Final report on Hungary: This is how elections in an illiberal EU country look like

Final report on Hungary: This is how elections in an illiberal EU country look like
Credit: ODIHR

The much-awaited final report by the OSCE Office for Democratic Institutions and Human Rights (ODIHR) on the parliamentary elections and referendum in Hungary on 3 April was published on Friday afternoon and confirmed the observations in the preliminary report.

As previously reported, the ODIHR’s International Election Observation Mission (IEOM) was invited by the Hungarian authorities to observe the parliamentary elections and referendum. The preliminary findings were published already on the following day. The elections were well run but the line between state and party campaigning was blurred.

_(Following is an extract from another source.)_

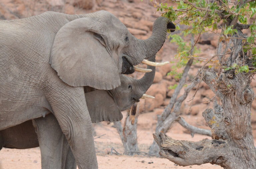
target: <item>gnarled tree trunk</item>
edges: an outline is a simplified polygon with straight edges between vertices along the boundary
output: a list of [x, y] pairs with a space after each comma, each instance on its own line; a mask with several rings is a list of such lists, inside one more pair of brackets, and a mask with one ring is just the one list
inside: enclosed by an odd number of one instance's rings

The observers concluded that the elections were marred by the absence of a level playing field but declined to judge whether they were “free and fair” as they focused on the overall election process. In the final report, the election observers repeated their main findings but it is still not clear if the elections qualified as ‘free and fair’.

However, the long list of recommendations – 30 in total – speak for themselves. Hungary needs to improve the conduct of elections and support efforts to bring them further in line with commitments made by all OSCE countries, as well as other international obligations and standards for democratic elections.

The 199 members of the Hungarian parliament were elected under a mixed electoral system consisting of single-mandate constituencies and a nationwide proportional contest, with varying thresholds for parties and coalitions.  According to ODIHR, the unequal voter distribution amongst the constituencies challenges the principle of equality of the vote.

The election law contains restrictions on electoral rights based on intellectual disability and distinctions in suffrage rights based on marital status, at odds with international standards. Convicts are also prevented from voting.

Less than 20 per cent of all candidates in the April elections were women. A woman, Katalin Novák, was elected to president in May but overall women are under-represented in Hungarian politics. Following the elections, only twenty-eight MPs (14 % of the total) and one of the government ministers are women.

The referendum on the so-called child protection law was declared invalid as the required threshold of 50 per cent of registered voters casting a valid vote was not reached. The law which was the legislative basis of the issues in the referendum was already in force, at odds with international good practice.

Another area at odds with international commitments and good practice is election campaign financing. The law does not provide for disclosure of campaign donations, which maintains the opacity of campaign funding, Extensive spending through third party entities, which largely favored the ruling party, rendered spending limits ineffectual.

As in some other countries, the State Audit Office is mandated with campaign finance oversight and has the power to verify the information submitted to it. However, it lacks the investigative capacity to ascertain actual campaign spending, according to ODIHR.

Freedom of media in Hungary is also a matter of concern.  According to ODIHR, media operate in an increasingly concentrated market with the government and state-affiliated companies dominating the advertising market. Extensive government advertising campaigns and biased news coverage in the public and many private media provided a pervasive campaign platform for the ruling party.

Relations between the EU and Hungary are tense since years because of rule of law issues and the trend towards “illiberal democracy” in the country. The European Commission is still withholding EU funding to Hungary because of these issues. Populist statements by Hungary’s Prime Minister Victor Orbán and his pro-Kremlin position on Russia’s invasion of Ukraine will continue to challenge the EU.

On Friday, without connection to the election report, the political group leaders of the main parties in the European Parliament adopted a statement which “strongly condemned the openly racist declarations by Prime Minister Orbán” on “peoples of mixed race” and underlined that these declarations are in breach of EU values.

European Commission President Ursula von der Leyen also stated on Saturday that race-based discrimination is against EU values. Furthermore, the Parliament called on the Council to speed up the on-going rule of law procedures against Hungary. It reiterated its call on the Commission to refrain from the approval of Recovery funding to Hungary until the fulfillment of all relevant criteria.